Estava perto. Extremamente perto de nós. Tenha a certeza de que, próximo demais do público, um palco qualquer se torna extremamente perigoso: um barril de pólvora pronto para explodir ao menor sinal de movimento.
Quando as luzes se apagam, o movimento começa. Movem-se os gritos. Os gritos e os risos escapam de sua boca. Da menina diante de nós, brincando e correndo por trás das cortinas.
A Menina é um espetáculo de rara beleza. Sua simplicidade cênica é genuína e torna verossímil a dualidade que rege o universo daquela criança: a casa e a rua – no caso, a escola. Sendo a rua o cenário do confronto, das inquietações, e a casa, sua concha, seu porto seguro.

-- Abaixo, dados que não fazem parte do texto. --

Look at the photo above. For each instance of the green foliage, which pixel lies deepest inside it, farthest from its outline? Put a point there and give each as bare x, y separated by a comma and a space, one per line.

A menina conversa consigo mesma, e conosco. Olha-nos nos olhos, sorri e se envergonha. Sem vergonha, sem máscaras. O carinho por sua mãe, o cuidado que ela lhe tem, a cumplicidade. E suas ideias brotando, sua forma de ver o mundo, em ebulição. Suas descobertas metafísicas e psicológicas, as verdades absolutas, as relativas.
As memórias da criança misturam-se às nossas, a menina se mistura à mulher, até que nos percebemos voando em seus pensamentos, em sua cabeça. Flanando por armários, portas, janelas, máquinas de costura e pátios sem qualquer poeira, vívidos, vivos. Cheios de luz e calor.
A intérprete, Fabíola Buzim, com energia, talento e precisão, colore o monólogo com uma paleta recheada de personagens peculiares e reconhecíveis tanto nos trejeitos quanto nos remendos. A dança de seus dedos e mãos é fluída e narrativa como os de Júlio Adrião em A Descoberta das Américas.
Sua alegria contagia a peça e, ao final dela, é impossível não desejar cumprimentar aquela menina-mulher. Dar-lhe um abraço e dividir reminiscências, lembranças evocadas pelas questões familiares que, com invulgar sensibilidade, são costuradas dramaturgicamente.
Foi uma noite emocionante a de 5 de abril no pequenino Teatro Cândido Mendes de Ipanema.